Data analysis and normalization

• Primers for nuclear and cytoplasmic localizing RNAs were used as controls to confirm the subcellular RNA fractionation.
• The RNAs from nuclear or cytoplasmic RNAs were normalized to corresponding total cellular RNA and fold change was calculated.

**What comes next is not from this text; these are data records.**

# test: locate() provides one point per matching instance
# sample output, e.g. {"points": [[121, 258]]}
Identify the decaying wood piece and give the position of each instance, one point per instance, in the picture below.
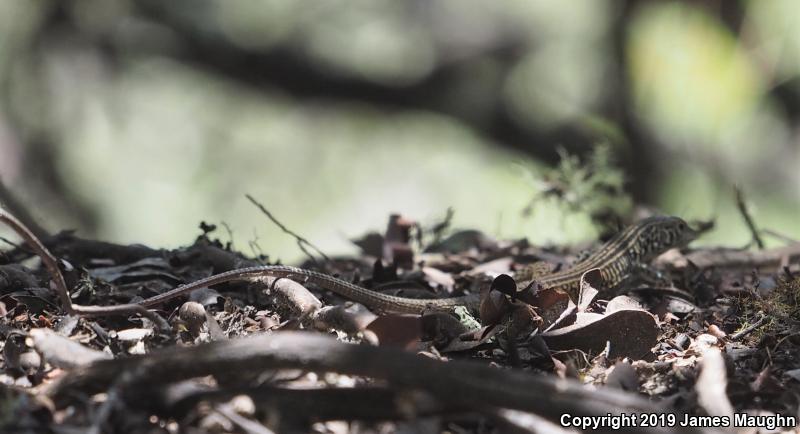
{"points": [[458, 382], [736, 258]]}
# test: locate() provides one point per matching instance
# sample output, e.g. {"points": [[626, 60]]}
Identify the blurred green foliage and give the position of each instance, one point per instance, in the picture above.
{"points": [[152, 143]]}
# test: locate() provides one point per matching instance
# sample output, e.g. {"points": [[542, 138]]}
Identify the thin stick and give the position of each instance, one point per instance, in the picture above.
{"points": [[120, 310], [738, 335], [301, 242], [48, 260], [740, 203]]}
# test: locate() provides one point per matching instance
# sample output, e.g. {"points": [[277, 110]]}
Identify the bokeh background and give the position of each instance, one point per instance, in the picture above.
{"points": [[132, 121]]}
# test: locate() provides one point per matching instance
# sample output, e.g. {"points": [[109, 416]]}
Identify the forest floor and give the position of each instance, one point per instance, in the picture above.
{"points": [[711, 342]]}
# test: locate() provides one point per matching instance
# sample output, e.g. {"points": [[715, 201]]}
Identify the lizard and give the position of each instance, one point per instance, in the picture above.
{"points": [[634, 246]]}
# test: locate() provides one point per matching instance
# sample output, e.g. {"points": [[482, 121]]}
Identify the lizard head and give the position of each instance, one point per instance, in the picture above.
{"points": [[660, 234]]}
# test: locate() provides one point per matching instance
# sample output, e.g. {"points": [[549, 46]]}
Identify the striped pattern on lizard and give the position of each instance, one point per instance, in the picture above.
{"points": [[636, 245]]}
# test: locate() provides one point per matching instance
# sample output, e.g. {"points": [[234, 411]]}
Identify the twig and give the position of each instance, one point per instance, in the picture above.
{"points": [[458, 382], [779, 236], [301, 242], [48, 260], [732, 258], [742, 205], [14, 206], [742, 333], [122, 309]]}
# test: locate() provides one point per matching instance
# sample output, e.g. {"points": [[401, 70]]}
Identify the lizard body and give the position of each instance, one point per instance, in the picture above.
{"points": [[637, 244]]}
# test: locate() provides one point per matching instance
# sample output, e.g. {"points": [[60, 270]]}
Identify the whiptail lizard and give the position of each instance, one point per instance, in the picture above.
{"points": [[634, 246]]}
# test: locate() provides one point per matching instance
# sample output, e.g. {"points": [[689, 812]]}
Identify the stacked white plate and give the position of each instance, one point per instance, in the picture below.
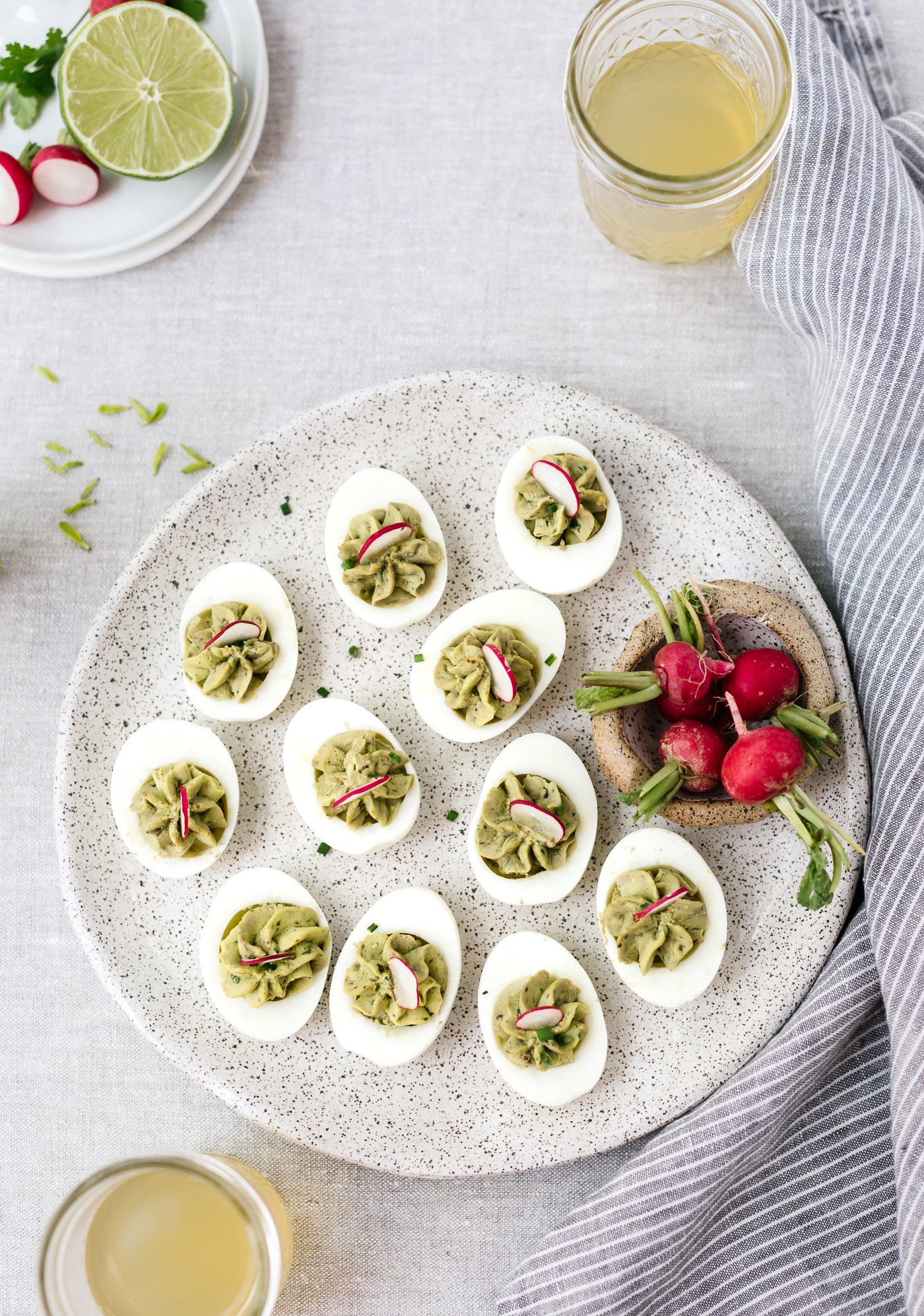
{"points": [[133, 222]]}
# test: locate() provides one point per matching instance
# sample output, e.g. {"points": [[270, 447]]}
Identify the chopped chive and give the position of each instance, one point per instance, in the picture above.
{"points": [[74, 534], [59, 470]]}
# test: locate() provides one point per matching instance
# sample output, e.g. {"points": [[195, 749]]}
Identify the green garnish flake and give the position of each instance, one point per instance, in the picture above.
{"points": [[74, 534], [59, 470], [145, 416]]}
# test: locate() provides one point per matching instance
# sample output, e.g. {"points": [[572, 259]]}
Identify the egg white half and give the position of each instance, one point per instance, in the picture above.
{"points": [[377, 487], [304, 736], [424, 914], [275, 1019], [647, 849], [536, 617], [557, 763], [512, 961], [157, 745], [244, 582], [553, 569]]}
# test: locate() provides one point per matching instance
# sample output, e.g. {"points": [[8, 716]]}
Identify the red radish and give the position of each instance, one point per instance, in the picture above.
{"points": [[16, 190], [558, 485], [405, 984], [764, 679], [543, 1017], [358, 791], [503, 682], [65, 175], [659, 904], [267, 960], [536, 819], [383, 540], [234, 632]]}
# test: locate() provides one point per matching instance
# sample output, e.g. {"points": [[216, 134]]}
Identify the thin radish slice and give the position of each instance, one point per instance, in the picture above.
{"points": [[383, 540], [503, 682], [558, 485], [234, 632], [661, 903], [65, 175], [544, 1017], [267, 960], [533, 816], [405, 984], [360, 790]]}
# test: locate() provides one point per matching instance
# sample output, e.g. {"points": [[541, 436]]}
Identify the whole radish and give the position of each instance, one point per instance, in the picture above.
{"points": [[16, 189], [693, 756], [761, 768]]}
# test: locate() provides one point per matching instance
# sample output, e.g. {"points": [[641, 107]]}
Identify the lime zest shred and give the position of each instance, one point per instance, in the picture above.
{"points": [[74, 534]]}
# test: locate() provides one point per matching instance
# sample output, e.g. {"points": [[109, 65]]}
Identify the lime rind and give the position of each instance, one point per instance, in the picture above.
{"points": [[145, 91]]}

% of Input = 100 x [2^ (Ct total RNA – Ct RNA fraction)]

This is also discussed in detail in https://www.activemotif.com/documents/2021.pdf

• Reference gene specific to the cellular compartment also can be used to normalize the gene of interest.
  Fold change = 2^ (Ct control gene – Ct test gene)
  This is also discussed in detail in https://www.activemotif.com/documents/2021.pdf

References:

Saleem I, Mirza S, Sarkar A, Raza M, Mohapatra B, Mushtaq I, Kim JH, Mishra NK, Alsaleem MA, Rakha EA, Qiu F, Guda C, Band H, Band V. The Mammalian Ecdysoneless Protein Interacts with RNA Helicase DDX39A To Regulate Nuclear mRNA Export. Mol Cell Biol. 2021 Jun 23;41(7):e0010321. PMID: 33941617; PMCID: PMC8224239.